Ansichten eines Informatikers

Margot Käßmann erklärt uns die Welt

Hadmut
28.5.2017 20:21

Warum ist das jetzt eigentlich nicht Beleidigung, Rassismus und Volksverhetzung? [Nachtrag / Update 2]

Sie hat auf dem – auch mit ziemlich viel Steuergeldern finanziertem – Kirchentag laut kircheneigener Quelle verkündet:

Berlin. Die Reformationsbotschafterin Margot Käßmann hat in einer Bibelarbeit auf dem Kirchentag in Berlin die AfD angegriffen.
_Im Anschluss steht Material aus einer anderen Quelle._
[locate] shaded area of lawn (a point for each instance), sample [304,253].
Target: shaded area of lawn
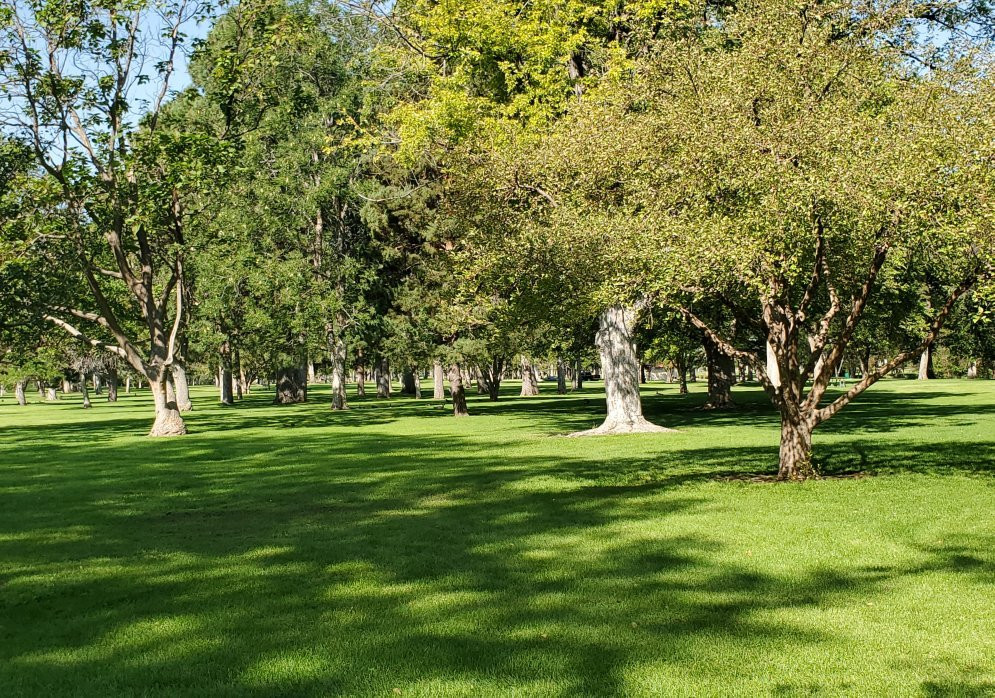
[290,550]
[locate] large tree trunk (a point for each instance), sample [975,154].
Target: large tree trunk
[796,449]
[225,378]
[578,381]
[721,376]
[926,364]
[179,375]
[458,392]
[112,384]
[168,420]
[438,379]
[383,378]
[773,371]
[493,374]
[620,366]
[86,392]
[530,386]
[291,385]
[337,351]
[407,382]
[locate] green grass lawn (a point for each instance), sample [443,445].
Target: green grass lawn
[394,550]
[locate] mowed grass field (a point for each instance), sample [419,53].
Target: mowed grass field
[393,550]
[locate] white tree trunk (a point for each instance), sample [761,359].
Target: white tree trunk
[168,421]
[924,364]
[773,372]
[620,367]
[530,386]
[438,376]
[338,373]
[181,386]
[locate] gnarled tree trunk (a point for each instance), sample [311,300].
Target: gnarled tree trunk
[926,364]
[530,386]
[291,385]
[112,384]
[457,392]
[438,380]
[620,365]
[337,351]
[721,376]
[796,449]
[407,382]
[225,377]
[168,421]
[178,373]
[383,378]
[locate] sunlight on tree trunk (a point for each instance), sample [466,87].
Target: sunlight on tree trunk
[620,365]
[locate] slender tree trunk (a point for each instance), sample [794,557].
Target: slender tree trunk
[178,374]
[926,364]
[86,392]
[530,387]
[457,392]
[227,388]
[620,365]
[383,378]
[682,374]
[112,385]
[438,380]
[360,381]
[407,381]
[168,420]
[337,350]
[721,376]
[291,385]
[796,449]
[773,371]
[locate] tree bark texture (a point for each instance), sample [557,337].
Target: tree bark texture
[438,381]
[291,385]
[457,391]
[620,367]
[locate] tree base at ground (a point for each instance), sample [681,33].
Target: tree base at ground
[615,426]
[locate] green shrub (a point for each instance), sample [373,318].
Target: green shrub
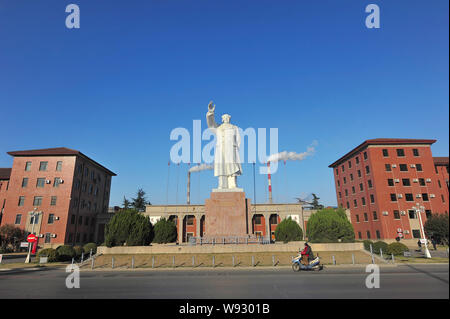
[380,245]
[128,227]
[397,248]
[65,253]
[288,230]
[78,250]
[165,232]
[48,252]
[367,244]
[87,248]
[330,226]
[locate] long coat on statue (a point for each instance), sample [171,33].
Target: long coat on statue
[228,141]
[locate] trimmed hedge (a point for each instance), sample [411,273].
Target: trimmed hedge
[165,231]
[397,248]
[380,244]
[87,248]
[367,244]
[48,252]
[65,253]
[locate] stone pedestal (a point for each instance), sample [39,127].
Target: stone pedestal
[226,215]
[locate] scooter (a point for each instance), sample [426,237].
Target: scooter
[313,264]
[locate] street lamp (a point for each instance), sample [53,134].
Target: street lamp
[420,209]
[33,214]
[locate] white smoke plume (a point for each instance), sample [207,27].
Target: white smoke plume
[201,167]
[293,156]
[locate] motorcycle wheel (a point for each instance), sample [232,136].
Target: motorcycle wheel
[295,267]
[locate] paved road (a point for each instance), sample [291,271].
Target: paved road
[418,281]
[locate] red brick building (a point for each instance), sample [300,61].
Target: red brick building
[382,179]
[66,187]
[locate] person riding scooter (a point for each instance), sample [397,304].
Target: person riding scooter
[307,254]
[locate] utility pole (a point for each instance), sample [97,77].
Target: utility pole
[420,209]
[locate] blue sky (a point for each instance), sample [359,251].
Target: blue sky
[115,88]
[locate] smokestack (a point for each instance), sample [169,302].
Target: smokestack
[189,189]
[270,182]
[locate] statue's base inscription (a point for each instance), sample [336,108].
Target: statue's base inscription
[226,214]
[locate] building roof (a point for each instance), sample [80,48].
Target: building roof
[381,141]
[440,161]
[58,151]
[5,173]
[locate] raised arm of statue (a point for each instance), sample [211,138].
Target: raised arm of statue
[210,116]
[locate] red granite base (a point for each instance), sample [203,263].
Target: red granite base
[226,215]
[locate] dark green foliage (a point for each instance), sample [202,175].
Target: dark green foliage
[140,201]
[48,252]
[87,248]
[128,227]
[330,226]
[288,230]
[380,244]
[10,237]
[165,232]
[367,244]
[65,253]
[396,248]
[437,226]
[141,233]
[126,203]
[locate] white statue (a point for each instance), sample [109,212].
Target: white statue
[227,164]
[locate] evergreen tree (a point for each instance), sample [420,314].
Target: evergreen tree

Die Forderung der rechtspopulistischen Partei nach einer höheren Geburtenrate der “einheimischen” Bevölkerung entspreche dem “kleinen Arierparagrafen der Nationalsozialisten”, sagte die ehemalige hannoversche Landesbischöfin am Donnerstagmorgen. “Zwei deutsche Eltern, vier deutsche Großeltern: ‘Da weiß man, woher der braune Wind wirklich weht'”, kritisierte die ehemalige Ratsvorsitzende der Evangelischen Kirche in Deutschland (EKD) unter tosendem Beifall.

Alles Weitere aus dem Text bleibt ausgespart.